Es habe auch lange gedauert, bis Finnland in die EU kam. "Wir haben uns immer von allen ferngehalten, aber das bringt uns nicht weiter, wenn man neben einem so großen Staat wie Russland lebt", sagt Gries.
"Knapp 80 Prozent der Finnen sind für die NATO"

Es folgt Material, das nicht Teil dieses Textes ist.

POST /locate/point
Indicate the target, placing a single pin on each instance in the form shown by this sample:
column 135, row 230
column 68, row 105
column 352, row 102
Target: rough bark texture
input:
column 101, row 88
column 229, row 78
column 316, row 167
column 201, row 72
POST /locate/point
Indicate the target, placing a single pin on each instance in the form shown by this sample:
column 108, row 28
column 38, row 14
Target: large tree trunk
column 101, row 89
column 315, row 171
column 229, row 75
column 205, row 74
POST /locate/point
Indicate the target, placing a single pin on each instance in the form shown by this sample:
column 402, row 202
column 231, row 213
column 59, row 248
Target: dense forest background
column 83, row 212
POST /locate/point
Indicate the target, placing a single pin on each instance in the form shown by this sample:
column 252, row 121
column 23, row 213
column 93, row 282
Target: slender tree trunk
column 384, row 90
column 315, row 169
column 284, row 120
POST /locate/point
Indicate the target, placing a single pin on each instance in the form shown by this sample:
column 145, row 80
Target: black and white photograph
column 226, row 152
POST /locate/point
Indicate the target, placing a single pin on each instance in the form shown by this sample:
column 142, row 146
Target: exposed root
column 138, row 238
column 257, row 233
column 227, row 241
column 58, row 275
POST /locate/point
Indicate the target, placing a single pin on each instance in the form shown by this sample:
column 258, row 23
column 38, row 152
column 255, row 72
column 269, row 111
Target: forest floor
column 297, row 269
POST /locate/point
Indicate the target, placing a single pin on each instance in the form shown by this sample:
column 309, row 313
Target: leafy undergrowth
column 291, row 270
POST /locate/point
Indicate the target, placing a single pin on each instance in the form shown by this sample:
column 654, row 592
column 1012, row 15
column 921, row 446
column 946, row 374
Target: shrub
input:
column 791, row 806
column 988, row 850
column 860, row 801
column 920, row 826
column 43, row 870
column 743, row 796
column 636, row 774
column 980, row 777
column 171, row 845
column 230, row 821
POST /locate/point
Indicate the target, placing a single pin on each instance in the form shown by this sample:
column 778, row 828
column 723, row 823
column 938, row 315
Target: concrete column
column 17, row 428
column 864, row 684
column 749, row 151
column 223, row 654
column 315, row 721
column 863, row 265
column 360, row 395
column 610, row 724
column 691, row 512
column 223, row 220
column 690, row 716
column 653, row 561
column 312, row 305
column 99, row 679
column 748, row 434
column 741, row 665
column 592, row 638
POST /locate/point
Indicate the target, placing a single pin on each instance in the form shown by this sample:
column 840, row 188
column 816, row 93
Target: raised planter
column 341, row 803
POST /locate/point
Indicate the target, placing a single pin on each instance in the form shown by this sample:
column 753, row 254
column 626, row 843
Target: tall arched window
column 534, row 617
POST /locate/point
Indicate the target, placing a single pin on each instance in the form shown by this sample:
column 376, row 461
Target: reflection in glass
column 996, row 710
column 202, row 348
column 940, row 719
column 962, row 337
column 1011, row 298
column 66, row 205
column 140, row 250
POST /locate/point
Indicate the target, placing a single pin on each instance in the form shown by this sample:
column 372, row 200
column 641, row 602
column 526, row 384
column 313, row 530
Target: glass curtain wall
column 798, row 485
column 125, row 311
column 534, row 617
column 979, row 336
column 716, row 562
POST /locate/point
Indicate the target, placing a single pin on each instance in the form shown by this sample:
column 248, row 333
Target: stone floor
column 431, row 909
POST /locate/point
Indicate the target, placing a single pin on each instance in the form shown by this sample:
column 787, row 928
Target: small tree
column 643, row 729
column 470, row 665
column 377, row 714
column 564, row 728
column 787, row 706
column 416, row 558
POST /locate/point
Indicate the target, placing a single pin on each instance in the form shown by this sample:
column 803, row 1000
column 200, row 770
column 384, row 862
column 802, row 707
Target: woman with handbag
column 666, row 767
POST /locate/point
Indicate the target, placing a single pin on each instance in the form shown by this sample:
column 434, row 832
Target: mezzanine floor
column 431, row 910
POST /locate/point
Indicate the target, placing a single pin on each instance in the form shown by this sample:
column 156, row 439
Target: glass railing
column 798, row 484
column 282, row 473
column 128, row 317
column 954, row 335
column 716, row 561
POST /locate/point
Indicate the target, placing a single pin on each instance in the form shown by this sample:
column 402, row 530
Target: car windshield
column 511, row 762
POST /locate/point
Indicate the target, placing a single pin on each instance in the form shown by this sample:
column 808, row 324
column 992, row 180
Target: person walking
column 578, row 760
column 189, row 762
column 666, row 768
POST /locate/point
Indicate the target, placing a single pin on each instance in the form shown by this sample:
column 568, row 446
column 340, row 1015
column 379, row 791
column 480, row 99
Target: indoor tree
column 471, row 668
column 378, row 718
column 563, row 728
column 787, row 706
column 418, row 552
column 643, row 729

Für Anneli Renis ist der NATO-Beitritt ihres Landes eine historische Entscheidung. "Ich persönlich habe mich sehr gefreut, dass Finnland den Antrag für den NATO-Beitritt stellt." Sie hat auch in Norddeutschland mitbekommen, dass sich seit Beginn des Ukraine-Kriegs am 24. Februar die Stimmung in ihrer Heimat stark geändert hat. Das zeigen auch Umfragen. "Vor einigen Monaten waren nur circa 20 bis 30 Prozent der finnischen Bevölkerung für die NATO, heute sind es knapp 80 Prozent", erzählt Renis.
Die finnischen Frauen in Hamburg hoffen, dass der Krieg möglichst bald endet und hoffen auf eine diplomatische Lösung - ob mit oder ohne finnische Sauna-Diplomatie.